Having never played Yahtzee before, I quickly discovered that the standard rules didn't match the rules in the kata page. However, you'll find them under "scoring variations". Reading wikipedia sorted out some of my doubts (is "13333" a double pair? No), so I was ready to actually write some code.
Before you get any further
This is where I should ask you to try it on your own. You probably won't, but if you do, remember: you want your code to run the very first time. You can write a set of test cases, but if one fails, the game is over (unless the test case is wrong).
Just to add a little juice: the modern twist on the opening scene is that shortly after the heroes manage to defuse the bomb, the countdown is restarted. So, here is your second little bomb coming: if it actually works the first time, change the rules from the "kata version" to the traditional Yahtzee rules, quickly :-), and run a new set of test cases. We're counting on you.
Picking my tools
My alma mater was completely sold on formal methods, and I used to like them too. In practice, over a number of years now, I had very few chances (and then reasons) to apply formal methods in the real world. Therefore, I won't suggest that you develop a formal proof of correctness for your code before you run it.
The problem with a formal proof is that (in many cases) the proof is at least as complex as the code, sometimes more. I won't trust my only chance on a proof that is potentially more obscure than my code.
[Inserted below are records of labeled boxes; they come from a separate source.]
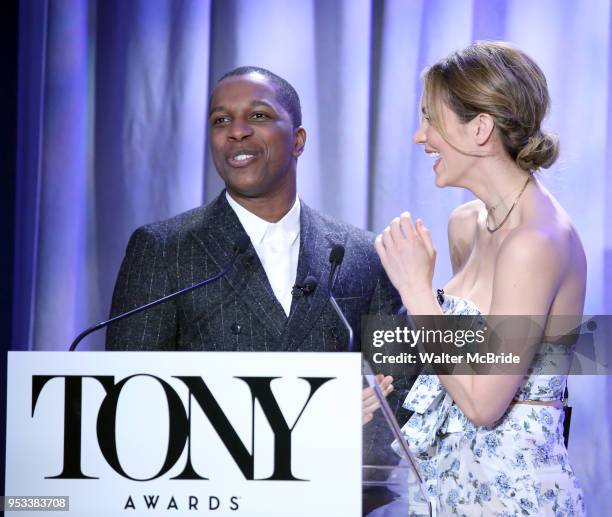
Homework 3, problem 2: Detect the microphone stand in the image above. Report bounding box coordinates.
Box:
[68,235,250,352]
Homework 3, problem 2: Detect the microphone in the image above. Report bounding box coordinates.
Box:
[291,275,317,297]
[68,233,251,352]
[327,244,354,352]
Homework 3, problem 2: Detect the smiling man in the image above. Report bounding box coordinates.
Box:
[106,67,400,351]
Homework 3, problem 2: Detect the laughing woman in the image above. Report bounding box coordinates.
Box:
[376,42,586,517]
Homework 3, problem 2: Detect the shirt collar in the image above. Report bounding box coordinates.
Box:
[225,191,301,245]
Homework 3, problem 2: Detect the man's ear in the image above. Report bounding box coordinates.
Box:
[472,113,495,145]
[293,126,306,158]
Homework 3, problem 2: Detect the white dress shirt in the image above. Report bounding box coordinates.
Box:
[225,192,300,316]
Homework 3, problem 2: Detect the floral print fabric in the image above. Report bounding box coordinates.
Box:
[394,295,585,517]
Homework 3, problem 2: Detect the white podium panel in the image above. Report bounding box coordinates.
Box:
[5,352,362,517]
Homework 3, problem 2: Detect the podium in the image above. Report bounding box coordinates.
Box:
[362,361,435,517]
[4,352,430,517]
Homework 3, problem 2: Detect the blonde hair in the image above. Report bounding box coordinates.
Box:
[422,41,559,172]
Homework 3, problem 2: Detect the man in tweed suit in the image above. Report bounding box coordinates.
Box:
[106,67,407,508]
[106,67,401,351]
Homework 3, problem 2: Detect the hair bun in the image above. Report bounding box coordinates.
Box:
[516,131,559,172]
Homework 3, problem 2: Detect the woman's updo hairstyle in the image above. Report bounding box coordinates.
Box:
[423,41,559,172]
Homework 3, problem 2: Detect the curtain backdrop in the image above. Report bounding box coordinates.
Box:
[12,0,612,508]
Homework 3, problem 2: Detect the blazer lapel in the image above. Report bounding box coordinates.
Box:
[282,202,344,350]
[192,191,287,340]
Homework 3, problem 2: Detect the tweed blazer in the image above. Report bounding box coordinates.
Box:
[106,192,401,351]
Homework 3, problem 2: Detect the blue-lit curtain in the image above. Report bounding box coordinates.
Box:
[13,0,612,515]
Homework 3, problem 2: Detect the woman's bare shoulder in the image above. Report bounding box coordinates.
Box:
[448,199,485,273]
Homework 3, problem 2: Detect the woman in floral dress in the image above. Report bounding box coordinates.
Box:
[376,42,586,517]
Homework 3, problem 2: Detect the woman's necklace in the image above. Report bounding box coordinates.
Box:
[485,176,531,233]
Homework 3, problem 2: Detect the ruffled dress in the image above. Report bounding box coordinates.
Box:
[394,295,585,517]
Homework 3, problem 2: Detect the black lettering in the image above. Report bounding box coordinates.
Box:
[171,377,249,479]
[123,496,136,510]
[166,496,178,510]
[32,375,114,479]
[142,495,159,509]
[237,377,333,481]
[97,373,189,481]
[208,495,220,510]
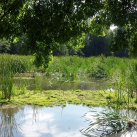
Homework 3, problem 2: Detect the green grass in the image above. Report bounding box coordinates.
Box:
[0,54,137,108]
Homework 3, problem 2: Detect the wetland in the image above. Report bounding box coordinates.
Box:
[0,54,137,137]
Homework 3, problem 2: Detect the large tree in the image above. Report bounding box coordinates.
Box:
[0,0,137,67]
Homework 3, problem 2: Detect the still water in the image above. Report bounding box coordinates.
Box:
[14,73,112,90]
[0,104,137,137]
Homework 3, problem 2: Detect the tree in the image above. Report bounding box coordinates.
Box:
[0,0,137,67]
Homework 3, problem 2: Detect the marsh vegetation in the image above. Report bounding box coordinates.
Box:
[0,54,137,136]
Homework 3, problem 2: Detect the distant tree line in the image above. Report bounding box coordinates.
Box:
[0,30,128,57]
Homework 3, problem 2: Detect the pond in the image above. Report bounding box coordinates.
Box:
[15,73,113,90]
[0,104,137,137]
After all, Donald Knuth notoriously said "Beware of bugs in the above code; I have only proved it correct, not tried it". Sure, I may try to check my proof :-) with the help a theorem prover, but that would be cheating: in a sense, the prover would be testing my proof.
Another well-known technique to develop mission-critical code is the use of inspections and reviews. But then again, this is sort of cheating, because I would be using people to test my code (in their heads). That's a no-no.
So, having ruled out old-school stuff like Cleanroom Software Engineering, and having removed TDD from the table at very beginning, let's move on.
Is that even possible?
Of course, before we even start trying, it makes sense to ask if there is actually any hope to get a program working the very first time. Well, for simple problems, it's certainly possible. For instance, if you ask me to calculate the area of a circle with (say) 5 digits accuracy given the radius, I may just write something like:
double Area( double radius )
{
return radius * radius * 3.1415926 ;
}
I would probably use a statically checked language (which is a bit like cheating, but not too much :-), just to catch any typo. After that, I would feel rather confident.
Ok, that was easy. Indeed, it would have been even simpler/safer if my language had a PI constant. The language would have been closer to the problem I was trying to solve. Which is exactly what we need: a language where our problem can be explained in a simple, straightforward way. Here, I think, is the key to my approach to writing code that runs the first time (I actually do that in real life, just not every time – more on this later on). I could say it shortly like this: Everything is simple when it has a direct mapping to your language.
Quoting Ward Cunningham (from "Clean Code" by Bob Martin), "You know you are working on clean code when each routine you read turns out to be pretty much what you expected. You can call it beautiful code when the code also makes it look like the language was made for the problem". I won't trust my only chance on nothing less than beautiful code :-).
Now, we can read this as the frequently preached "look for the best language for the problem at hand", and in a sense it's true, but truth is, once you get past a few obvious cases, you ain't gonna find a language that was made exactly for your problem. The alternative approach, of course, is to create a language that is made exactly for your problem. No, I'm not suggesting that you design a language and write a compiler first: remember, you can only run your code once. That includes your brand-new compiler. Do it if you want, but don't blame me if you manage to annihilate our civilization.
Looking back at the trivial Area function, you can easily see that my language had a useful abstraction (a "double", meaning IEEE 754 floating-point math) together with a few basic operations. Say that I trust those abstractions and the underlying hardware. I also trust my Area function, simple and small as it is. Area, therefore, could be thought of as a language extension, a new trusted abstraction.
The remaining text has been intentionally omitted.